21. The method according to claim 19, characterized in that the method further comprises means for configuring a particular control apparatus for controlling states of a plurality of controlled apparatuses.

22. The method according to claim 19, characterized in that the method further comprises the steps of effecting a master / slave relationship between two or more of the controlled apparatuses.

23. A method for use in a correlation system for configuring and modifying a control relationship between sets of switches and sets of lights, the method comprising: using a manual and manually operable reader having transmission means to transmit a first particular command signal C for the switch S, where C is representative of the sequence number of the command signal from the reader, and S is representative of the particular switch to which the command signal is transmitted; transmitting a second command signal C + 1 for the light L, where L is representative of a particular of the lights to which the command signal C + 1 is transmitted; transmitting a third command signal C + 2 for the light M, where M is representative of a particular of the lights to which the command signal C + 2 is transmitted; transmitting a fourth command signal C + 3 for the light N, where N is representative of a particular of the lights to which the command signal C + 3 is transmitted; 41 transmitting a fifth command signal C + 4 for the switch T, where T is representative of a particular one of the set of switches to which the command signal C + 4 is transmitted; determining that the command signal C + 3 was a command signal for the light N; carry out the control of said light N by means of the switch T; determine that the command signal C + 2 was a command signal for the light; effect the control of the light M by means of the switch T; determining that the command command signal C + 1 was a command signal for the light L; carry out the control for the light L by means of the switch T; determining that the command signal C was a command signal for the switch S; and determining that a particular sequential control configuration has been completed.
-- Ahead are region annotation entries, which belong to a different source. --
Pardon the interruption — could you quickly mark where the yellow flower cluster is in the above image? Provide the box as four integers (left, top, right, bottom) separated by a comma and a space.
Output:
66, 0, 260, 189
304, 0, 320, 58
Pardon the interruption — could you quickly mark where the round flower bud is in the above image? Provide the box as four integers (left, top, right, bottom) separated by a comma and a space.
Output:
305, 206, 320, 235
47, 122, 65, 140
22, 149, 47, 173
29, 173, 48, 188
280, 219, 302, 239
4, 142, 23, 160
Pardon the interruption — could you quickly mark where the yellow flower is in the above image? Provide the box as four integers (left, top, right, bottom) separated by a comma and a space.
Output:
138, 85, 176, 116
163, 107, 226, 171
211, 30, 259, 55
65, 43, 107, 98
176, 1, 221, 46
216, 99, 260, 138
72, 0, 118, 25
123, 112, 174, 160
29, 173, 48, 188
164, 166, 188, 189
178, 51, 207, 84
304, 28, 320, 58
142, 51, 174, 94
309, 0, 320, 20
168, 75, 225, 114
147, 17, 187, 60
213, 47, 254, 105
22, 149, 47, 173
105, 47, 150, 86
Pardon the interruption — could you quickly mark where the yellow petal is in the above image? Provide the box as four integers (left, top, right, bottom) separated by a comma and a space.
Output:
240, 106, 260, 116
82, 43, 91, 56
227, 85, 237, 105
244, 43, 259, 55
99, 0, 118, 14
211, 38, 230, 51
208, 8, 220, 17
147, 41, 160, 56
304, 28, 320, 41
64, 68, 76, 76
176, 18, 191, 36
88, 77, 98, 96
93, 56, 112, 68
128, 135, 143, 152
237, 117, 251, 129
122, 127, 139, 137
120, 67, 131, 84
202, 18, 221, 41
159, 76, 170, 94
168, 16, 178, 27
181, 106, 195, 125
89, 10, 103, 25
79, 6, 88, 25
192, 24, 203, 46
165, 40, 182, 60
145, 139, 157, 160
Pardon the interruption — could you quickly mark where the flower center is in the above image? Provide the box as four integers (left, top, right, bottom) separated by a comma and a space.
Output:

24. A method according to claim 23, characterized in that the method further comprises the steps of: transmitting a sixth particular command signal C + 5 for the switch U, wherein U is representative of a particular one of the switches to which the command signal C + 5 is transmitted; determining that the command signal C + 4 is a command signal transmitted to the switch T; and 42 performing the control relationship so that the switch U is a master switch for controlling the lights L, M and N, and the switch T is designated as a slave for the switch U.

25. A method for use in a correlation system for configuring and modifying a control relationship between sets of switches and sets of lights, the method comprising: using a manual and manually operable reader that has transmission means to transmit command signals to some of the lights; transmitting additional command signals to certain particulars of said switches; and remove a control relationship between some of the switches and some of the lights, based on command signals and command signals.